Интересно, что сталось с младшей дочерью, с той, черненькой? Священник прислал как-то ей фотографию, на которой были сняты обе ее внучки; Янке тогда исполнилось двенадцать лет, Аннушке, наверное, года три. "Моя младшая дочь, Аннушка, отторгнута от лона семьи. Господь по неисповедимой воле своей отринул ее от нас, и отныне мы относимся к ней как к усопшей. Прошу вас, дорогая мама, в письмах своих впредь не осведомляться о ней". Похоже, в этом доме ни одной темы нельзя коснуться без оглядки, вот и об Эдит тоже лучше помалкивать. Да и в истории с Аннушкой зять, наверное, винит их: ведь отец Эдит был художником. Оскар, дорогой! Вот уж поистине редкой души был человек, другого такого не встретишь, и сгорел в каких-то два дня: работал в мастерской с ядовитыми красками, и в царапину на ладони попала инфекция. Будь он в живых, пожалуй, все сложилось бы по-другому. Хотя бог его знает. Эдит с детства не была нормальной, как все люди, и это было известно всем и каждому в селе, кроме священника.
Неплохо бы узнать, сколько сейчас времени. Часов у нее нет давным-давно, а на башенных часах не разглядеть без очков. Муж Янки, этот краснорожий тип - ну вылитый мясник! - ушел из дому в восемь, значит, сейчас, должно быть, около девяти. Старуха вздохнула. Бедняжка Эдит, всю жизнь она доставляла лишь хлопоты и огорчения. Начиная с самого своего рождения: она, мать, чуть на тот свет не отправилась, пока на третьи сутки насилу разрешилась от бремени, и после родов еще долго болела. А уж как испортила себе фигуру!
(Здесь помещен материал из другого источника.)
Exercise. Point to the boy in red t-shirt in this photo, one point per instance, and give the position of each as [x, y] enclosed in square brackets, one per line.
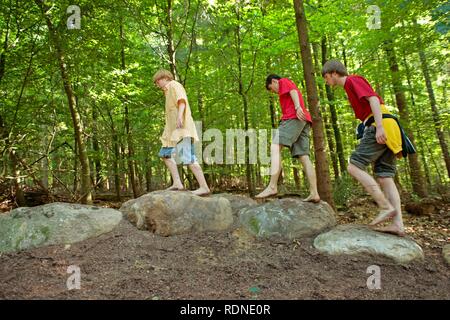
[293, 132]
[379, 145]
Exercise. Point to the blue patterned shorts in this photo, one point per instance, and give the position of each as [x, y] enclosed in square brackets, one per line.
[183, 153]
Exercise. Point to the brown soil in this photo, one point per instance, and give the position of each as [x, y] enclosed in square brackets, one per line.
[132, 264]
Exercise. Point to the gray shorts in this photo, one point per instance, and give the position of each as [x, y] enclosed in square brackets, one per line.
[293, 133]
[370, 151]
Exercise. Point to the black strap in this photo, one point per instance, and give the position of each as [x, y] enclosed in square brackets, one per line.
[407, 146]
[384, 116]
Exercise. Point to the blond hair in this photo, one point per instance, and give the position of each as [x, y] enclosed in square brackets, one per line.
[163, 74]
[334, 66]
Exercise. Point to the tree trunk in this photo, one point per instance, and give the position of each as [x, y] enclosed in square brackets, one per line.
[170, 43]
[96, 146]
[417, 178]
[436, 119]
[86, 195]
[243, 94]
[322, 169]
[333, 113]
[325, 117]
[416, 115]
[130, 155]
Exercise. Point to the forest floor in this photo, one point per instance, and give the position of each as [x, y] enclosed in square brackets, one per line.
[132, 264]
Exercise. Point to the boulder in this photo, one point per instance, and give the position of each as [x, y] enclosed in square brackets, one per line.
[287, 218]
[54, 223]
[357, 239]
[176, 212]
[237, 202]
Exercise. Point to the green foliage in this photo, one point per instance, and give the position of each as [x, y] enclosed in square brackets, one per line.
[217, 49]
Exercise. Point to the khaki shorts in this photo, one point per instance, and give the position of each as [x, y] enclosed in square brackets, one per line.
[370, 151]
[293, 133]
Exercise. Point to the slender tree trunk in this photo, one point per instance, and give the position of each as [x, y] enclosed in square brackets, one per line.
[416, 115]
[18, 191]
[333, 113]
[243, 94]
[86, 195]
[417, 178]
[322, 169]
[325, 117]
[130, 155]
[96, 146]
[170, 42]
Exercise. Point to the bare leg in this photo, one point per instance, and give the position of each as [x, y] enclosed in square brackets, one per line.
[311, 176]
[391, 192]
[171, 164]
[275, 170]
[198, 173]
[387, 211]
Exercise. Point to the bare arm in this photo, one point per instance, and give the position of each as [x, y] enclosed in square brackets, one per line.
[298, 108]
[181, 108]
[376, 110]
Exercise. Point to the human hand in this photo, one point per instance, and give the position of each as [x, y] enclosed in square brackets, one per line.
[300, 114]
[381, 135]
[179, 122]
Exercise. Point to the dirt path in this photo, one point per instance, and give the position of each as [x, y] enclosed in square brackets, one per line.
[132, 264]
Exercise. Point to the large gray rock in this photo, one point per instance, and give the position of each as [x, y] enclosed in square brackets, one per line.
[54, 223]
[287, 218]
[237, 202]
[446, 253]
[173, 212]
[357, 239]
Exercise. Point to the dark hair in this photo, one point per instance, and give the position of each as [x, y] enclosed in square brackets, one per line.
[269, 79]
[334, 66]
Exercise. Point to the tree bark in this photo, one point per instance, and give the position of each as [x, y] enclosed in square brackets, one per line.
[417, 178]
[333, 113]
[436, 119]
[325, 117]
[86, 195]
[322, 169]
[130, 155]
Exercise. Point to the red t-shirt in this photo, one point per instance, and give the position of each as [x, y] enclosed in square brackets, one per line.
[286, 102]
[358, 89]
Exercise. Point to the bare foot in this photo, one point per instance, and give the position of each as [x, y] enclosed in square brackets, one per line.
[202, 192]
[268, 192]
[392, 229]
[312, 198]
[383, 216]
[175, 188]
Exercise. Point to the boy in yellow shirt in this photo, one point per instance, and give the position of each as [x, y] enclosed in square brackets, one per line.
[179, 133]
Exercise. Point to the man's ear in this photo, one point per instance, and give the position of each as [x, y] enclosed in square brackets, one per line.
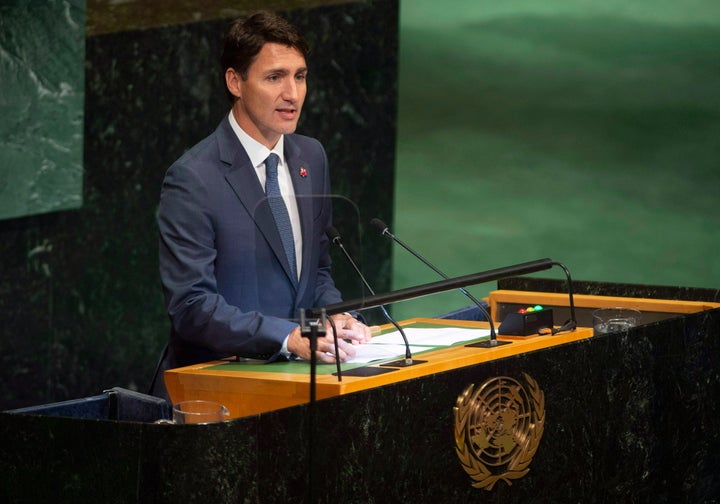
[233, 81]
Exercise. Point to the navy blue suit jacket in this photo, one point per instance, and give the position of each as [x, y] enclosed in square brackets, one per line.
[225, 276]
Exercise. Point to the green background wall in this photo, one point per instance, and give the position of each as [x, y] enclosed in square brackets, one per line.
[587, 132]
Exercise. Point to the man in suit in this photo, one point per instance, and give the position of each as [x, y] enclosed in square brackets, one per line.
[233, 270]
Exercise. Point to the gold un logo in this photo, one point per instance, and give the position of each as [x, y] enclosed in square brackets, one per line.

Конечно, если быть совсем откровенной, то надо признать, что и странность характера, и религиозную одержимость Эдит унаследовала от Вероники, от ее, Дечи, родной сестры, и это необычное сходство натур тем более смущало, приводило в замешательство, что Вероника умерла задолго до рождения Эдит. Может, лучше было бы позволить Эдит следовать своим наклонностям? Но вроде и не было у нее никаких таких уж особых наклонностей, да и кто относится всерьез к помыслам девятнадцатилетней девчонки? Что успела повидать Эдит за свое девичество? Ничего! Когда ей было три года, девочку увезли в Цирквеницу, вскоре Оскар умер, и они вернулись в то село вблизи Балатона, где она родилась, а так как Оскар служил совсем недолго, после смерти мужа ей полагалось всего лишь небольшое пособие, а не пенсия. Но дом, где они с Эдит приютились, все же был ее собственный, да и сад приносил кое-какой доход: фрукты можно было продавать в Фюреде наезжавшим туда курортникам. Цирквеница да село у Балатона - вот и все тогдашние жизненные впечатления Эдит: моления по утрам в холодной церкви, занятия в воскресной школе, которые она ни разу не пропустила, да редкие выезды на летние сборы юных членов реформатской общины.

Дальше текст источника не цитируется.